AI Design Pattern | How to Practice the Distributed Parallel Mode on MindSpore

AI Design Pattern | How to Practice the Distributed Parallel Mode on MindSpore

AI Design Pattern | How to Practice the Distributed Parallel Mode on MindSpore

The biggest challenge facing Internet applications is traffic. The traditional monolithic architecture cannot cope with traffic changes. Therefore, the distributed microservice architecture is developed to address this challenge. Similarly, in the AI field, the biggest challenge is the increasing volume of data and the scale of model parameters. A single device is either unable to provide enough resource for training, or runs at a low efficiency. Therefore, the distributed parallel mode is adopted to distribute loads to different hardware devices to cope with large-scale big data and parameters, improving model training efficiency.

01

Definition

The distributed parallel mode extends the training process to multiple workers and uses cache, hardware acceleration, and parallelism to accelerate model training. Generally, the mode involves data parallelism, model parallelism, and hybrid parallelism.

02

Problem

The scale of AI model parameters and training data is increasing. Since Google released the BERT model in 2018, parameters have been expanding from hundreds of millions to tens of billions, hundreds of billions (such as Huawei's Pangu foundation model), or even trillions (Google's Switch Transformer). The volume of training data is also becoming much larger. The development of GPT models has exactly demonstrated this trend:

1. GPT-1 contains hundreds of millions of parameters and uses the BookCorpus dataset consisting of 10,000 books and 2.5 billion words.

2. GPT-2 contains 1.5 billion parameters. Its dataset consists of 8 million web pages linked from Reddit, which is about 40 GB after cleansing.

3. GPT-3 is the first model to contain over 10 billion parameters. Its corpus dataset is composed of the Common Crawl dataset (400 billion tokens), WebText2 (19 billion tokens), BookCorpus (67 billion tokens), and Wikipedia (3 billion tokens).

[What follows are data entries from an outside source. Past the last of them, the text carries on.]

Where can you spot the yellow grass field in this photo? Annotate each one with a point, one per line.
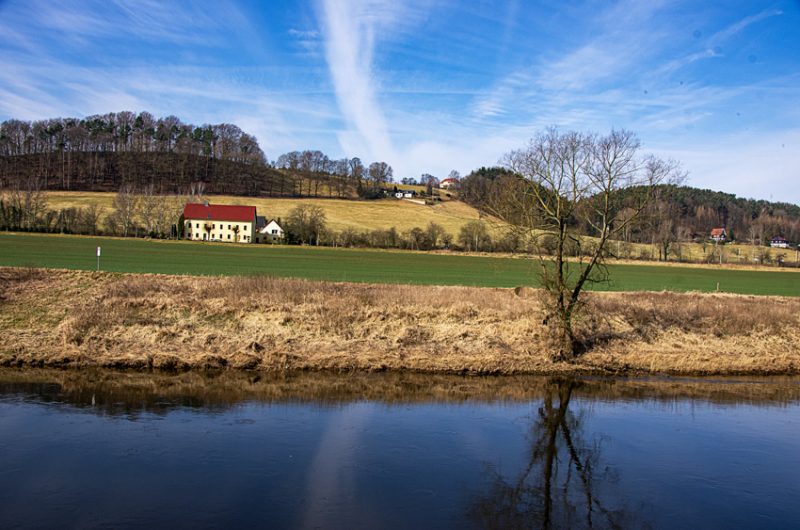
(451, 214)
(360, 215)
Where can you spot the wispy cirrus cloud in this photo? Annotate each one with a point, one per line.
(349, 29)
(729, 32)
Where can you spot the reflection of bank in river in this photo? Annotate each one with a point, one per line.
(395, 450)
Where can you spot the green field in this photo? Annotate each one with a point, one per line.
(182, 257)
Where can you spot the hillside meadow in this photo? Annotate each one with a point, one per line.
(451, 214)
(341, 213)
(363, 266)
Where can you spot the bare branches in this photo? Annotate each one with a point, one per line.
(567, 183)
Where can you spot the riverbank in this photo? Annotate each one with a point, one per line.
(141, 321)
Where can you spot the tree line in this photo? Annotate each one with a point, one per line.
(677, 213)
(108, 151)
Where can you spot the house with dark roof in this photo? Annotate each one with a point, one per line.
(219, 222)
(719, 235)
(449, 183)
(269, 232)
(779, 242)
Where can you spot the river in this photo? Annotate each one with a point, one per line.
(100, 449)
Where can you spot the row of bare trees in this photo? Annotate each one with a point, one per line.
(106, 152)
(126, 132)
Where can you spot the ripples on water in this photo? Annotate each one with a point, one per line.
(104, 449)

A single device is obviously not capable of training such a large model on so much training data. Let's take GPT-3 model training as an example. With eight V100 GPUs, training takes around 36 years. However, if we increase the number of V100 GPUs to 512, the training time would be reduced to almost seven months. Alternatively, by utilizing 1024 A100 GPUs, the training duration can be further reduced to just one month. Longer the time leads to higher the cost, which could be unaffordable for individuals. Given this scenario, a distributed parallel method is required to boost computing power and accelerate data processing and model training.

03

Solution

As mentioned above, distributed parallel strategies include data parallelism, model parallelism, and hybrid parallelism. Data parallelism splits training data into batches to train an identical model across different devices. At the end of each round of training, gradients are aggregated to update parameters. Data parallelism can be carried out either synchronously or asynchronously (through a parameter server) based on the communication mode. Hybrid parallelism is a combination of data parallelism and model parallelism.

Data Parallelism

Assume eight GPUs or Ascend NPUs are used to train an image classification model and the training data is split into 160 batches. The number of batches (min-batch) allocated to each device is 20, and each device completes training based on the allocated sample data. The obtained gradients vary with different data samples on devices. Therefore, the gradients need to be aggregated (summing and averaging) to ensure that the result is the same as that of single-device training. Then, the parameters are updated.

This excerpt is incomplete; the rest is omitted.